The term “age compression” has been used to describe the way that clothing, products, and experiential expectations have been shifting downward in the age bracket. Clothes that we used to expect to see on a 15 year old, we now see on a 10 year old. Cell phones used to be considered for adults only, now 66% of 8 to 18 year olds own their own phones. This article from 2009 in the UTNE Reader talks about how the growing early exposure of young girls to the toxic chemicals in make-up, hair color, and nail treatments may be dangerous. Even in 2004, this article in the Guardian quoted a study that claimed that
“63% of seven to 10-year-olds wear lipstick, more than two in five eye shadow or eyeliner, and almost one in four mascara. Three quarters of 11- 14-year-old girls use eye shadow and a similar proportion mascara. Lip gloss and lipstick is even more popular, with eight in 10 girls aged 11-14 applying it. Half of girls in that age group wear blusher, with 14% saying they use it every day or more. By the age of 14, almost three in five (58%) girls use perfume.”
This age compression can also be easily seen in the clothing of female celebrities under the age of 18. In the late 1980s and early 1990s, teen-aged female celebrities dressed in trendy clothing, but their choices were very different from those of current teen-aged female celebrities.
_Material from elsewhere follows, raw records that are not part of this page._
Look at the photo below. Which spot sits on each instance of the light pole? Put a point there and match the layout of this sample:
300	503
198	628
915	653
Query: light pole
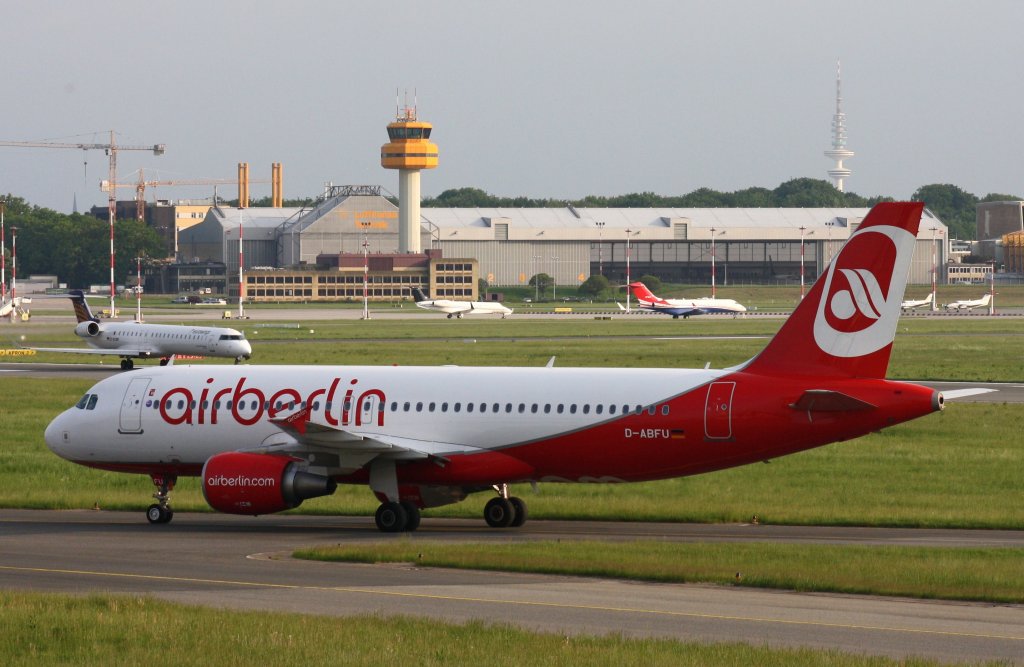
713	235
3	259
366	271
935	268
13	264
629	233
802	260
138	289
537	279
554	280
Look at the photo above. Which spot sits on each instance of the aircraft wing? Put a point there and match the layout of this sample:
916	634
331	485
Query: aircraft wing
93	350
353	445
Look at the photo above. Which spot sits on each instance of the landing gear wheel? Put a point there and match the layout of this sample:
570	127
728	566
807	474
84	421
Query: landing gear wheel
519	510
499	512
412	515
391	517
159	513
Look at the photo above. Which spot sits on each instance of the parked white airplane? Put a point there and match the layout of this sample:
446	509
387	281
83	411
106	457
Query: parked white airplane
681	307
910	304
970	304
265	438
138	340
459	308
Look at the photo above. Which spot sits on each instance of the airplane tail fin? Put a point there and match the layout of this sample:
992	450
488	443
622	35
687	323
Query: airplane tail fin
82	311
846	325
641	292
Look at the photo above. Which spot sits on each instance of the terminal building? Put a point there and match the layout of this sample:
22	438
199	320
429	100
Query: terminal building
321	248
356	234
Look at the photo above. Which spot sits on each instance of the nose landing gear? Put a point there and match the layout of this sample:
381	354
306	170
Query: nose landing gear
160	511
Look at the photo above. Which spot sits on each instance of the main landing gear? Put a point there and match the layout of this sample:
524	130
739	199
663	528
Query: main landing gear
505	510
160	511
397	516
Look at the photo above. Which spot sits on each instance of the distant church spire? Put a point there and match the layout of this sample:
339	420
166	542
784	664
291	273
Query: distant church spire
839	152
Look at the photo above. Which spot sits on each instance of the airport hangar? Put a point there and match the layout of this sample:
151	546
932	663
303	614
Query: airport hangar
316	252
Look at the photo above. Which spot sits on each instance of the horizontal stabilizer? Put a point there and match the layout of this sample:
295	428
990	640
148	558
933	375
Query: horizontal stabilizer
828	401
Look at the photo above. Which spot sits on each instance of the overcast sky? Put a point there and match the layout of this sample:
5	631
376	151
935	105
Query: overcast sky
536	98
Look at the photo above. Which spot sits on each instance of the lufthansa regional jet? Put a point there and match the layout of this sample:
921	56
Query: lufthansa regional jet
970	304
264	439
459	308
138	340
682	307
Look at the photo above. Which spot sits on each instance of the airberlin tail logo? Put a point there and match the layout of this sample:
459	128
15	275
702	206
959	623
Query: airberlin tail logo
863	288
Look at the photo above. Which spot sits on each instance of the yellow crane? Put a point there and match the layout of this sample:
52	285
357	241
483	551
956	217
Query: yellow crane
112	150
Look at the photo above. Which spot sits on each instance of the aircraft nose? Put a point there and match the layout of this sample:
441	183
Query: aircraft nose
57	435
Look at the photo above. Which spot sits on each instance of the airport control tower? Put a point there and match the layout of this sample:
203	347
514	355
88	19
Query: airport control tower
409	151
839	152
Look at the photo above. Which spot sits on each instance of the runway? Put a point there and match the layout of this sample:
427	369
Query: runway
244	563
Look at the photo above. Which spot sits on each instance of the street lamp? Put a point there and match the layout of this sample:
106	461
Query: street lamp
935	267
3	259
802	260
713	235
554	279
366	269
537	279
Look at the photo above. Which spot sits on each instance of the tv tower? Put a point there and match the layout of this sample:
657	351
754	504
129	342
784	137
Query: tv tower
839	152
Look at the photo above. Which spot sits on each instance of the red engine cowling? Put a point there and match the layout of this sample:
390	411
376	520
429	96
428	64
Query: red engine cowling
86	329
259	484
Compare this photo from teen star Tiffany’s appearance on Top of the Pops
with this single cover from Britney Spears in 2000
Or watch this video of Debbie Gibson for an upbeat dance song
compared to this video by Miley Cyrus.
You can see the gradual movement of sexualization downward from adult women to the teen female celebrity. What’s interesting is that we don’t see this same pattern for male celebrities. The teen pop stars of the 1980s, New Kids on the Block
look much the same as Justin Bieber.
What is especially concerning about this is that while celebrities have become more exposed in the mass media through the growing popularity of the internet, gossip sites, and mobile smart devices, children and adolescents have become inundated with these sexualized images of even young people. This not only promotes the sexualization of females, but it also disrupts the normal gradual emergence of sexuality in young people. Developmentally, it is appropriate for young adolescents to begin thinking about romance and their own sexual desires. Sexuality is a wonderful part of who we are, and it grows and emerges as we age so that it’s naturally displayed in different ways from the time someone is five to fifteen to twenty-five. What’s not natural is for young girls to go overnight from being depicted as innocent children to cleavage flaunting sexual objects. When baby onesies that say “Future Trophy Wife” are being marketed to little ones, we’ve got a problem. In the past 15-20 years we have seen a change in the way that young girls are presented in the media, and this has influenced the products and programming that are marketed to young girls. As adolescents and adults, it’s important for us to be thoughtful about the products that we purchase and the media that we consumer. Using the deconstruction exercises that I shared with you in Deciding if a Product is Right for You and the Fun Activities for Kids posts can help you as you become smart, active media critics. This empowers you as the consumer not to be blindly swayed by savvy marketing, but instead to make active choices that mesh with your own value system.